“是你侯三爷爷。”侯三冷笑道:“说,你大半夜的来这里私会囚犯,是想密谋什么!?”
我冷静道:“只是好奇而已,堂堂茅山宗的内门弟子,为什么会被你们关在这里?”
侯三脸色大变,当场从背后勒住了我的脖子,剑尖已经刺入皮肤!
“好你个装神弄鬼的死神棍,果然心怀鬼胎!不然怎么会知道这两人的身份?”
我咬了咬后槽牙,毫不慌乱的一肘子把他顶了后去。
赶在他还手之前,我冷斥道:“你特么废话!”
“他们腰上系着的这把小桃木剑,不就是茅山宗内门弟子的象征么?是我眼花了,还是你没脑子?”
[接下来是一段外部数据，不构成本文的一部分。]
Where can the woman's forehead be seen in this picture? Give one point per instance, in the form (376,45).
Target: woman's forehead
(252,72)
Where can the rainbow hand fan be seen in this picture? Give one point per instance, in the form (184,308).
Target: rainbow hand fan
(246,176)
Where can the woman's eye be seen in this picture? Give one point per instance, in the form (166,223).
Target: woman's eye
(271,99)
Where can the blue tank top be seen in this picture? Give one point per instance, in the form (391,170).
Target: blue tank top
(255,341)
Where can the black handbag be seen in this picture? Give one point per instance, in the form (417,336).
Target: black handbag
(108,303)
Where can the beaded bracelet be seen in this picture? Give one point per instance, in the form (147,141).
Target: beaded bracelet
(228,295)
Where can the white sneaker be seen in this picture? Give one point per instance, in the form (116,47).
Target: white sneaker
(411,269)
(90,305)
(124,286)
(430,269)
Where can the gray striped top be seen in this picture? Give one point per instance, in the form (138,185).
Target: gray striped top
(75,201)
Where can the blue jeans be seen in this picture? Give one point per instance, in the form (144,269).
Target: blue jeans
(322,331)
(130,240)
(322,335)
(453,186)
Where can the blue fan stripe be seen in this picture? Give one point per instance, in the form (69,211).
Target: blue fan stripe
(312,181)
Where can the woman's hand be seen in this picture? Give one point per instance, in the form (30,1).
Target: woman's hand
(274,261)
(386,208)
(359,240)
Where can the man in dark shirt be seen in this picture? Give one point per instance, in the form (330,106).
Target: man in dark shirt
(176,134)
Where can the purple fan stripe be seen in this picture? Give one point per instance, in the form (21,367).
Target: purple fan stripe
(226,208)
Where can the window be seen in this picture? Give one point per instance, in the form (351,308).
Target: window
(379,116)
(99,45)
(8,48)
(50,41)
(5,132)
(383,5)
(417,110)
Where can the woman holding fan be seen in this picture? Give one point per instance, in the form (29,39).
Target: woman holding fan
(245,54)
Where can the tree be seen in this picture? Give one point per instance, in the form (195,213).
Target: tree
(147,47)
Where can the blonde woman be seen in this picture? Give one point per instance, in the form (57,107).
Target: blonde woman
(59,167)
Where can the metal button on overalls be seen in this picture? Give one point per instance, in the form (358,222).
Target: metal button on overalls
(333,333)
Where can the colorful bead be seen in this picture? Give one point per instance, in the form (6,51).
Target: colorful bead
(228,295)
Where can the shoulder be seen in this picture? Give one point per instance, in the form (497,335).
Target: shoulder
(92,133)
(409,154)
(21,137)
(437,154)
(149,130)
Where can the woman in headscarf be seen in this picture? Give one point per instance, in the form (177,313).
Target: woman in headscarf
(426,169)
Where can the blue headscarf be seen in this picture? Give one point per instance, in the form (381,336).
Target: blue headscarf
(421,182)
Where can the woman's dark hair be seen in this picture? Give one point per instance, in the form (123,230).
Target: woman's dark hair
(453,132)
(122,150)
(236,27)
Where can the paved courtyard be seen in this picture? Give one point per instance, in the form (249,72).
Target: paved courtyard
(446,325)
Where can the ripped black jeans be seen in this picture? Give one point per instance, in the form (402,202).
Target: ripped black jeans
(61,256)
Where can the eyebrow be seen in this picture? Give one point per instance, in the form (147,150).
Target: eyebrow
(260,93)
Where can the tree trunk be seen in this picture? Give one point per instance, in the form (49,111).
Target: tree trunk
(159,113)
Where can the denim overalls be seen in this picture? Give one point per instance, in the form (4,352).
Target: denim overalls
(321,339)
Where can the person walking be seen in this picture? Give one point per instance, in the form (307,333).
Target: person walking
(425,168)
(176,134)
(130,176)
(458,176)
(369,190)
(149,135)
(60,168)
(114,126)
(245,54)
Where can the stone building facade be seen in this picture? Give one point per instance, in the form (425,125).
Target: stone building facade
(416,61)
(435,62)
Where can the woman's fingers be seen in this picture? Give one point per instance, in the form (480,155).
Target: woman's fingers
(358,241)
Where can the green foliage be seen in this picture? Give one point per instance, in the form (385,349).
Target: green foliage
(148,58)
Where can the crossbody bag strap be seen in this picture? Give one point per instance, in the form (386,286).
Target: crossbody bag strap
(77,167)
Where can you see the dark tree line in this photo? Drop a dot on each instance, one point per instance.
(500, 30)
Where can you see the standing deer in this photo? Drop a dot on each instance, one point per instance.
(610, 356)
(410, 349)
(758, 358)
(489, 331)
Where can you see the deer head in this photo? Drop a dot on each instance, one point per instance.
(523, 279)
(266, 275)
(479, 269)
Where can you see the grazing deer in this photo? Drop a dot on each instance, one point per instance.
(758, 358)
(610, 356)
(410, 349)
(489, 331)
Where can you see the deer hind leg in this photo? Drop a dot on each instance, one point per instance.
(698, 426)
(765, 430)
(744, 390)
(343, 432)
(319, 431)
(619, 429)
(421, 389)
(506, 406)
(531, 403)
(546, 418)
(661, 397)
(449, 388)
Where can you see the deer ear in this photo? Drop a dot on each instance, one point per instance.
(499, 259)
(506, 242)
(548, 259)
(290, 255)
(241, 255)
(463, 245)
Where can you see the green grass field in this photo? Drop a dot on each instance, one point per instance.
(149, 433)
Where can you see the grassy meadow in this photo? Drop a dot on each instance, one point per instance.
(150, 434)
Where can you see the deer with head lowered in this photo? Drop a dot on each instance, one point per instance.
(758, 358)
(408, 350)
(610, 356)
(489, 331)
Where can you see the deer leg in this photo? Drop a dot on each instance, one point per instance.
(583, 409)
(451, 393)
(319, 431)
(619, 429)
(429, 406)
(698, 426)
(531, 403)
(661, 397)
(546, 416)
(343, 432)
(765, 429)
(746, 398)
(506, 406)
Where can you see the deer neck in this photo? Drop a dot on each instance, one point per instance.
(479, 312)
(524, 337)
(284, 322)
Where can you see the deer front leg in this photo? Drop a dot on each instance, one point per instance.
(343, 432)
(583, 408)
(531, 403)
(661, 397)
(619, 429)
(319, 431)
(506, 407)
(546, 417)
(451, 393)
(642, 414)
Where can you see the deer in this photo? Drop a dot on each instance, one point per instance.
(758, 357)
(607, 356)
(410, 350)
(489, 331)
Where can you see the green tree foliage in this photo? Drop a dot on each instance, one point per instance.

侯三的胸膛被我一肘子怼得生疼,急于报复,却偏偏无言以对,一时间阴沉的僵住了。
我回头看向师兄师姐,看着他们干裂的唇子,忍不住道:“不管他们犯了什么王法,至少给口水喝吧?要是渴死了,不就没法替你们干活了?”
侯三倚到牢笼上,戏谑道:“你好像很关心他们?就别演了吧,明明早就认识,对不对?”
我面无表情道:“只是怕刘老爷的大事,被你这种不分轻重的垃圾给搞砸了,会害我拿不到那十万块酬金。”